На меня глядели спокойные, приветливые глаза знакомого капитана. Только капитан теперь уже был подполковником. Подполковник собирался в дорогу. Мы провели вечер вместе. В доме была та особая атмосфера, когда главный в семье надолго уезжает. Его очень любят, хотят его желания угадать. Дочка не знает еще, что отец уезжает.
– Папа, ты самый большой – тебе самое большое яблоко.
Отец улыбается, задумчиво держит в руках антоновку.
– Земля похожа на яблоко, только побольше, – говорит он не то для Ирки, не то для себя.

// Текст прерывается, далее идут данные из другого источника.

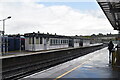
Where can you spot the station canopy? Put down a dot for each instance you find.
(111, 8)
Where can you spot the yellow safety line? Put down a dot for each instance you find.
(69, 71)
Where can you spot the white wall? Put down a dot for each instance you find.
(0, 43)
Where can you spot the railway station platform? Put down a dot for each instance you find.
(93, 66)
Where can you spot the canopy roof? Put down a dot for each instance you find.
(111, 8)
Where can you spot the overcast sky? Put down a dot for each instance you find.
(63, 18)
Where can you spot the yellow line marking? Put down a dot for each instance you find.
(69, 71)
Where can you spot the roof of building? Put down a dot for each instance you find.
(49, 35)
(111, 8)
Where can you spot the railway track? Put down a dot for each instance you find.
(21, 70)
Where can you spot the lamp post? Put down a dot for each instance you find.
(3, 33)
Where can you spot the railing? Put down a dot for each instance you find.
(20, 66)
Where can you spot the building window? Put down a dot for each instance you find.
(41, 40)
(37, 40)
(30, 40)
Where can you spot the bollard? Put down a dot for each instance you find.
(113, 57)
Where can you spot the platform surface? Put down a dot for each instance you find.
(91, 66)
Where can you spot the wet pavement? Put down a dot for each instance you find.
(93, 66)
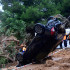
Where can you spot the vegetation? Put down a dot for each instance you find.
(21, 14)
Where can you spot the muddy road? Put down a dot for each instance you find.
(59, 61)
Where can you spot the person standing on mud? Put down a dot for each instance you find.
(69, 38)
(65, 41)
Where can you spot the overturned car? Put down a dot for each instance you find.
(46, 40)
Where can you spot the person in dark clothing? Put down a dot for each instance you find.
(65, 41)
(61, 45)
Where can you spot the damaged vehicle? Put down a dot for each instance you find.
(47, 38)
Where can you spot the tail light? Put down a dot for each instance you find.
(52, 31)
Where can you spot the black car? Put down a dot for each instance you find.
(45, 41)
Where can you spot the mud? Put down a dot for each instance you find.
(59, 61)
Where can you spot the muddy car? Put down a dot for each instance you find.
(46, 40)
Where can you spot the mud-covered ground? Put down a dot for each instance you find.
(59, 61)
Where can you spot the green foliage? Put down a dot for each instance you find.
(19, 14)
(3, 60)
(66, 8)
(32, 14)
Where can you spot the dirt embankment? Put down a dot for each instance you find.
(59, 61)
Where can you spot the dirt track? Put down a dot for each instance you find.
(59, 61)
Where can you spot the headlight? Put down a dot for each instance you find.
(39, 28)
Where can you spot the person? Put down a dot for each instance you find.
(69, 38)
(61, 44)
(53, 22)
(23, 47)
(65, 41)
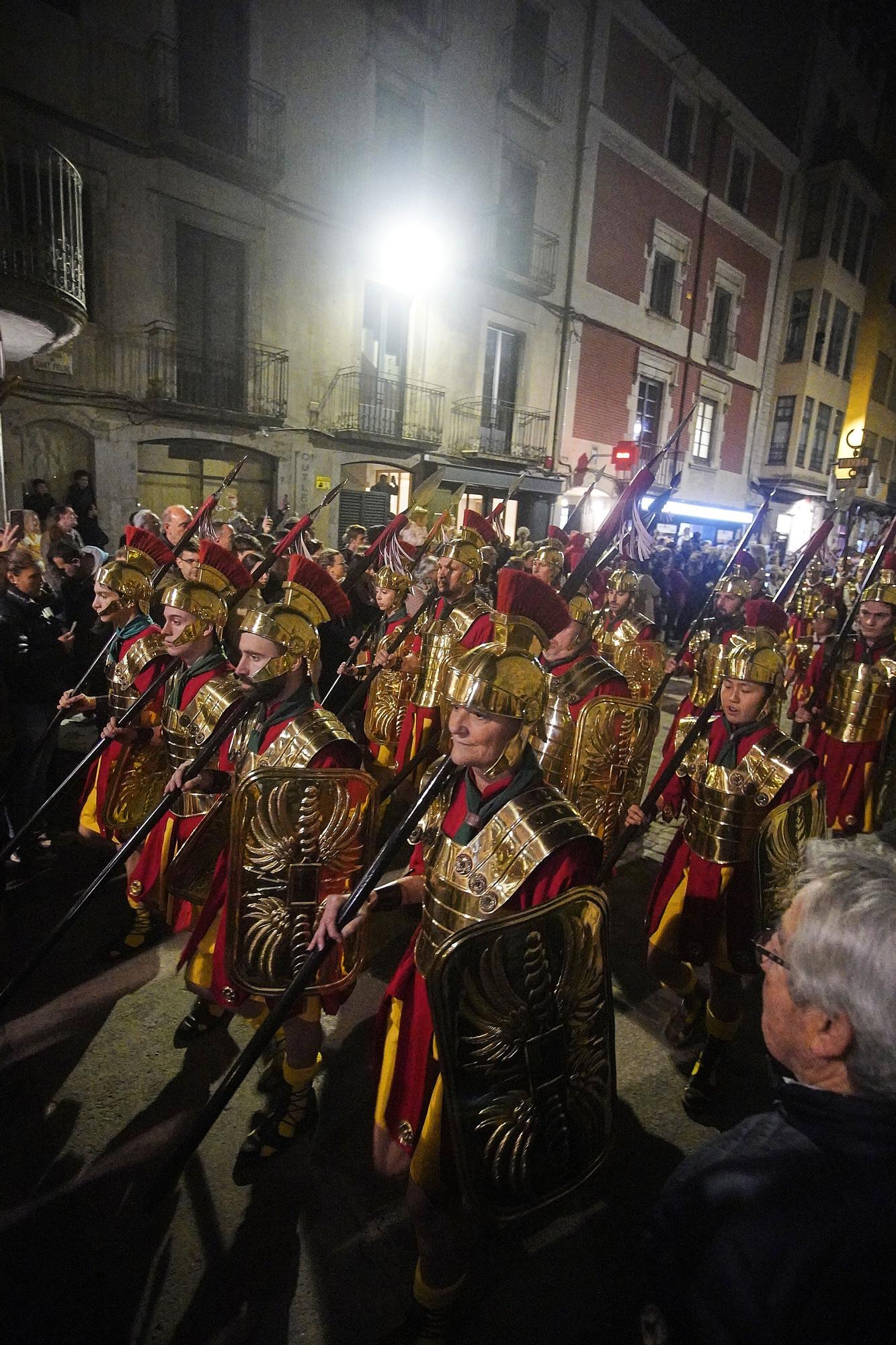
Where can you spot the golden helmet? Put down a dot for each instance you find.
(623, 580)
(754, 654)
(503, 677)
(218, 582)
(469, 543)
(884, 587)
(130, 574)
(310, 598)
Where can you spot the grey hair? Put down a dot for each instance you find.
(842, 953)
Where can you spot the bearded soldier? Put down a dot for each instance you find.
(196, 614)
(705, 649)
(123, 590)
(279, 646)
(620, 622)
(704, 905)
(459, 619)
(498, 840)
(850, 707)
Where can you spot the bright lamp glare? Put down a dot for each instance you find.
(412, 256)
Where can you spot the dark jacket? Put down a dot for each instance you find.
(783, 1229)
(36, 666)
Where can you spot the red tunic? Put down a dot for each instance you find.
(338, 755)
(423, 723)
(415, 1075)
(719, 899)
(101, 769)
(849, 770)
(147, 882)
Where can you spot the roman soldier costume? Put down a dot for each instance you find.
(852, 731)
(464, 623)
(194, 701)
(708, 905)
(135, 658)
(486, 856)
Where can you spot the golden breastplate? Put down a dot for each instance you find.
(296, 746)
(724, 806)
(185, 731)
(438, 645)
(124, 673)
(470, 883)
(552, 740)
(857, 708)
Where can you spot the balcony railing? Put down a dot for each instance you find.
(216, 119)
(721, 349)
(534, 76)
(42, 235)
(159, 365)
(369, 406)
(498, 430)
(517, 248)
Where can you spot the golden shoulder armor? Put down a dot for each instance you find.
(470, 883)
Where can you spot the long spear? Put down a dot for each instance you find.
(201, 516)
(304, 978)
(732, 560)
(134, 711)
(224, 727)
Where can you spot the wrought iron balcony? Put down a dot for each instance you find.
(721, 349)
(361, 404)
(158, 365)
(233, 127)
(518, 251)
(42, 279)
(498, 430)
(533, 79)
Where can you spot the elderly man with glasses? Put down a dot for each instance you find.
(784, 1229)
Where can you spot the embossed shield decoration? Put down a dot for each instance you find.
(780, 848)
(136, 785)
(642, 664)
(610, 762)
(522, 1009)
(296, 836)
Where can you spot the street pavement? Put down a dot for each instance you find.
(318, 1250)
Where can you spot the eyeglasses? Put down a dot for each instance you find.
(764, 952)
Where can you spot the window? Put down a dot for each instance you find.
(802, 443)
(834, 439)
(866, 251)
(662, 286)
(681, 131)
(503, 358)
(650, 406)
(797, 328)
(854, 231)
(721, 337)
(850, 346)
(840, 221)
(819, 442)
(814, 219)
(837, 336)
(881, 379)
(780, 431)
(704, 428)
(739, 174)
(821, 330)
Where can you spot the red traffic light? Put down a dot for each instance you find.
(624, 455)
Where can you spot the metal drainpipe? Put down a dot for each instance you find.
(698, 262)
(565, 329)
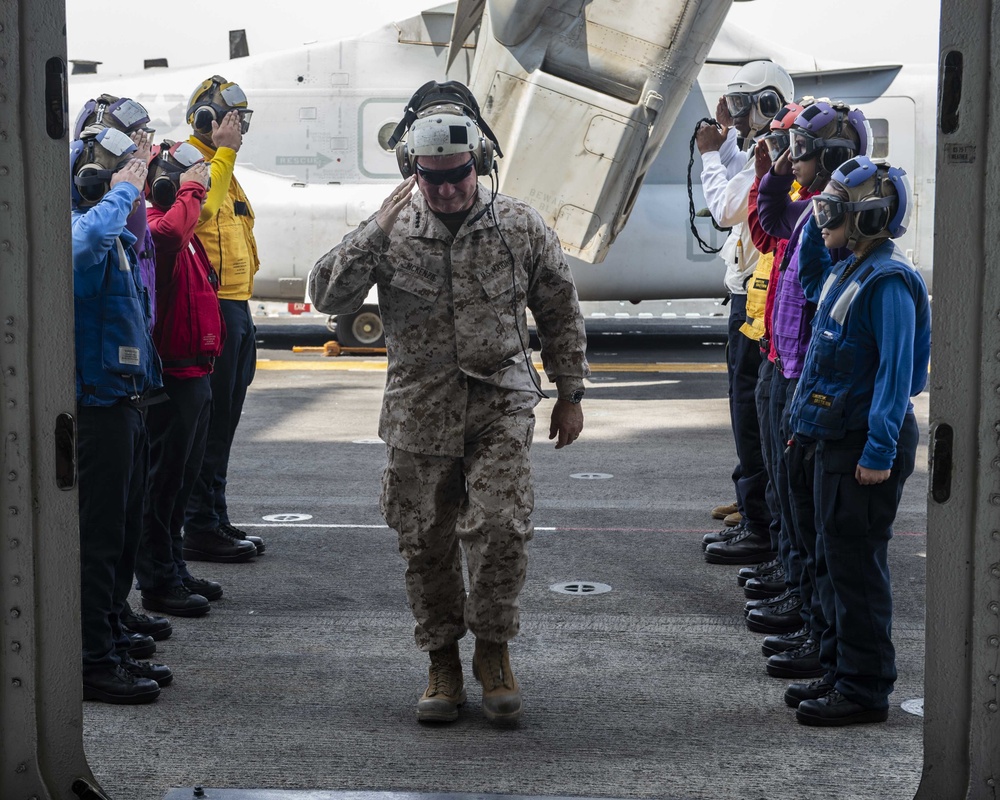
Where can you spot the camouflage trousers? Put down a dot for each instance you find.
(480, 503)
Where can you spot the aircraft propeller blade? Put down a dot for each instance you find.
(467, 16)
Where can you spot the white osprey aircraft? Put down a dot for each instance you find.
(594, 105)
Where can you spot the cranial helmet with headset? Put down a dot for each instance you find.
(758, 90)
(121, 113)
(166, 164)
(777, 138)
(443, 119)
(877, 205)
(212, 100)
(93, 158)
(831, 131)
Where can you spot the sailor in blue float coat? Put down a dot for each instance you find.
(868, 356)
(118, 373)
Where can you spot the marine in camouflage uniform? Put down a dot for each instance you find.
(457, 413)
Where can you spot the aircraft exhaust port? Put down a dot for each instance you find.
(363, 328)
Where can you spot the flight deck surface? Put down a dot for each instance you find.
(301, 683)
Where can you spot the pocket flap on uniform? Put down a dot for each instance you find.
(423, 284)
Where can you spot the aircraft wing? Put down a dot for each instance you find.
(468, 13)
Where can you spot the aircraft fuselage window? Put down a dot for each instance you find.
(383, 135)
(880, 135)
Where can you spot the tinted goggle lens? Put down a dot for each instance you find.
(777, 143)
(739, 104)
(233, 95)
(436, 177)
(829, 210)
(185, 154)
(245, 115)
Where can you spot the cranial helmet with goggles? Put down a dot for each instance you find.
(212, 100)
(777, 139)
(121, 113)
(758, 90)
(443, 119)
(877, 205)
(93, 159)
(167, 163)
(831, 131)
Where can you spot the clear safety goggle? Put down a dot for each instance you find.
(803, 145)
(436, 177)
(235, 98)
(128, 113)
(740, 104)
(115, 142)
(776, 143)
(831, 210)
(186, 155)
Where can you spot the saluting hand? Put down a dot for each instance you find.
(567, 423)
(393, 204)
(869, 477)
(722, 115)
(762, 160)
(709, 138)
(198, 172)
(133, 172)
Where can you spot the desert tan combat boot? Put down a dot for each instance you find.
(501, 694)
(445, 689)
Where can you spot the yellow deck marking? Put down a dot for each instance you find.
(340, 364)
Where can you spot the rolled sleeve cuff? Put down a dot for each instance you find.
(568, 385)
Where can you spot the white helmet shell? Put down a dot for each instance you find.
(755, 76)
(442, 135)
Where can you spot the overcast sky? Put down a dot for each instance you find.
(191, 32)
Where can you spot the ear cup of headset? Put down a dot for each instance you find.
(403, 160)
(484, 156)
(163, 192)
(90, 190)
(204, 116)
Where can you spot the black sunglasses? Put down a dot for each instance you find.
(435, 177)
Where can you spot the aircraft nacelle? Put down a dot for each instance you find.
(582, 96)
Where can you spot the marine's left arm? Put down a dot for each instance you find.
(552, 298)
(892, 320)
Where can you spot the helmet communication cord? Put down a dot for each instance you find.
(705, 246)
(523, 338)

Он тридцать семь лет ходит по Земле. Теперь ему предстоит облететь Землю. Он уже знал назначенный час и не мог не думать о нем. За столом вместе с ним сидела жена Валя, учительница из Грозного. Четырнадцать лет назад она встретила Комарова. Дочь Ира сидит у отца на коленях и еще ни о чем не догадывается. Сын Женя. Молчит. Потом уходит решать задачу по алгебре. Он, конечно, знает все об отце, и ему, наверное, ужасно трудно хранить от мальчишек такую тайну.
Отец Комарова был дворником и жил в маленькой комнате на Третьей Мещанской. Володя был единственным сыном. Его детство – как зеркало, в котором каждый, кому под сорок, узнает себя.
Двугривенный в потной ладони. Мальчишка в двенадцатый раз хочет видеть «Чапаева». В двенадцатый раз с трепетом ждет конца, а вдруг Чапаев переплывет речку… Учился он хорошо, не любил сочинений и любил математику. Сейчас, за семь дней перед стартом, мы ищем закономерность. Я говорю:
– Гагарин любил математику, Титов, Николаев, Попович. Случайность или…
– Я думаю, не случайно. Ученые-психологи тоже говорят: не случайно…
Самой большой страстью в детстве был змей.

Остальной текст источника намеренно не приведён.